## Chapter4

# Power-Speed Optimization in Multiplier-Accumulator Circuit Design

Previously, the high-speed micro-architecture of MAC has been developed. In this chapter, we will base on it to proceed MAC circuit level or transistor level implementation, targeting for power-speed tradeoffs.

In Sec. 4.1, we calibrate the primitive gates which be used in MAC circuit design. A minimum achievable delay of Booth recoder in circuit level design will be presented in Sec.4.2. Furthermore, Sec. 4.3 shows a proposed method for the power-speed circuit level optimization of the column compression stage as well as final addition stage. Finally, some leakage control techniques will be presented in Sec. 4.4.

## 4.1 Primitive Gates Calibration

The calibration technique which we have discussed in Sec. 2.2.3 will be used to calibrate other gates such as NAND2, NAND3, NOR3, XOR2. Figure 4.1 shows the calibration data of a two input NAND gate.

Designing test circuits with logic gate besides inverters requires deciding which input signals be used to propagate signals along the circuit. The unused inputs must be wired to proper logic level so that the gate's output will be controlled by the input signal. For example, unused NAND gate inputs are wired to high, and unused NOR gate inputs are wired to low.

#### 4.2 Low Power Booth Recoder Design

There are two parts of Booth recoder, one is the encoder the other is the selector. The Booth encoder encodes three bits from multiplier and generates five control signal to drive the Booth selector, then produce correct partial product. In our 16X16 MAC, there are 8 partial product have to be generated, each one contains 120 Booth selector. Therefore, to design Booth selector properly will affect area and power significantly.



Figure 4.1 Simulated delay of NAND2 driving various loads. Results from tsmc 0.13µm 1.2v process.

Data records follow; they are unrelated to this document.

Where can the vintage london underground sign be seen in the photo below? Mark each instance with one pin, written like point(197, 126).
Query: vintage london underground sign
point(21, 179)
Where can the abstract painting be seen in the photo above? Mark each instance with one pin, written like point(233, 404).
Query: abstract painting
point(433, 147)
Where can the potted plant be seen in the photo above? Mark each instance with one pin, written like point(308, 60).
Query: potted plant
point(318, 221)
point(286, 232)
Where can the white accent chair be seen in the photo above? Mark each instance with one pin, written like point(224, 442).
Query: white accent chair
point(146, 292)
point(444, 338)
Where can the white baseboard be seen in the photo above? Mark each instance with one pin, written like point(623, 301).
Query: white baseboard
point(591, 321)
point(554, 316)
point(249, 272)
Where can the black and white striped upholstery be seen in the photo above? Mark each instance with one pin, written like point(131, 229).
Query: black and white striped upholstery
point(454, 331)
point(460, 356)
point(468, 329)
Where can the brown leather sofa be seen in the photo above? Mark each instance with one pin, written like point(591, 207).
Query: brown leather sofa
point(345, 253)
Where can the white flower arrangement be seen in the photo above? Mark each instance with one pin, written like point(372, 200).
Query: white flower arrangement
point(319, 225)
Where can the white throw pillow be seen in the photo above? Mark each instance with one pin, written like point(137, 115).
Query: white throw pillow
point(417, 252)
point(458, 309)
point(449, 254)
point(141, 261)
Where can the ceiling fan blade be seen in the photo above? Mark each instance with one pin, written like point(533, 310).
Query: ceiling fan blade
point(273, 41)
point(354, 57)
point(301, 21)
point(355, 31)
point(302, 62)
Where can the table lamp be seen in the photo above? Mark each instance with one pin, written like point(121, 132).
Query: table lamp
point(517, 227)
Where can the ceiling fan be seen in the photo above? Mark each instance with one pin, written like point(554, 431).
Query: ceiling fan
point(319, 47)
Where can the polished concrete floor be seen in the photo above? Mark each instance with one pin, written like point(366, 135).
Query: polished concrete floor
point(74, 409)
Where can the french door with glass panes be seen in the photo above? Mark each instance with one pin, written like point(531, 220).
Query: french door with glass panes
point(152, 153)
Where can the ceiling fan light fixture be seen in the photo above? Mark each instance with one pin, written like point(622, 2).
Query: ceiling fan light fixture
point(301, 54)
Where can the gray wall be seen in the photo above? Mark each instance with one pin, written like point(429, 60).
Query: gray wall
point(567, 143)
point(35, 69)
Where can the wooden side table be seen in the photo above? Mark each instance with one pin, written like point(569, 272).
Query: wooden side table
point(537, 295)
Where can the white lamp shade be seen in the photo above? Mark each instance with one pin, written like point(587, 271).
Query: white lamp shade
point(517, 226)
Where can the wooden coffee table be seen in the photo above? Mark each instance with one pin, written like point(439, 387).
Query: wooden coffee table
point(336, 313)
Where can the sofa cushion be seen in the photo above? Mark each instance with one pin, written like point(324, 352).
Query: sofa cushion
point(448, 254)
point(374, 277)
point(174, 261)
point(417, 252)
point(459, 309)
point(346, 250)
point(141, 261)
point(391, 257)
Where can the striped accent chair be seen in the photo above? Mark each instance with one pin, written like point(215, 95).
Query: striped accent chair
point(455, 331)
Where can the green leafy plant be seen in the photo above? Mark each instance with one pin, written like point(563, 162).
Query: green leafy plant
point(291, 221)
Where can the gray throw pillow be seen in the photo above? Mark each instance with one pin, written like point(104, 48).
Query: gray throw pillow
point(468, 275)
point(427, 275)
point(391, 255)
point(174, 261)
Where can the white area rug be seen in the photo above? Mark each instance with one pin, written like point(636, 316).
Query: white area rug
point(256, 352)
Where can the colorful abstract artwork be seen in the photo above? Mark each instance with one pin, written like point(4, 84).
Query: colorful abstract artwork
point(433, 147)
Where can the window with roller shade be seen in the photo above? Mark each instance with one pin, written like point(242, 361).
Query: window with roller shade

#### 4.2.1 Booth Selector Design

The Booth selector is responsible for generating one bit of the partial product according to the five control signals from Booth encoder. One bit Booth selector is shown in Figure 4.2. We use the transmission gate as a multiplexer because it provides balanced rise time and fall time and full swing output voltage. The size of PMOS and NMOS transistors in the transmission gate can be equal because both transistors operate in parallel when driving the output. We will determine the size for each transistor as follow:



Figure 4.2 One bit Booth selector



Figure 4.3 Test circuit and results of deciding the size of transmission gate and inverter

#### 4.2.2 Booth Encoder Design

The encoder circuits, as Figure 3.9 shows, must be able to drive large loads in the order of 20fF-40fF as they drive 15 NMOS and PMOS gates. We use path effort to design and estimate the encoder for achieving minimum delay. Figure 4.4 shows the hand calculation result and its simulation result. No more than 5% error should be generated between hand calculation and the simulation result.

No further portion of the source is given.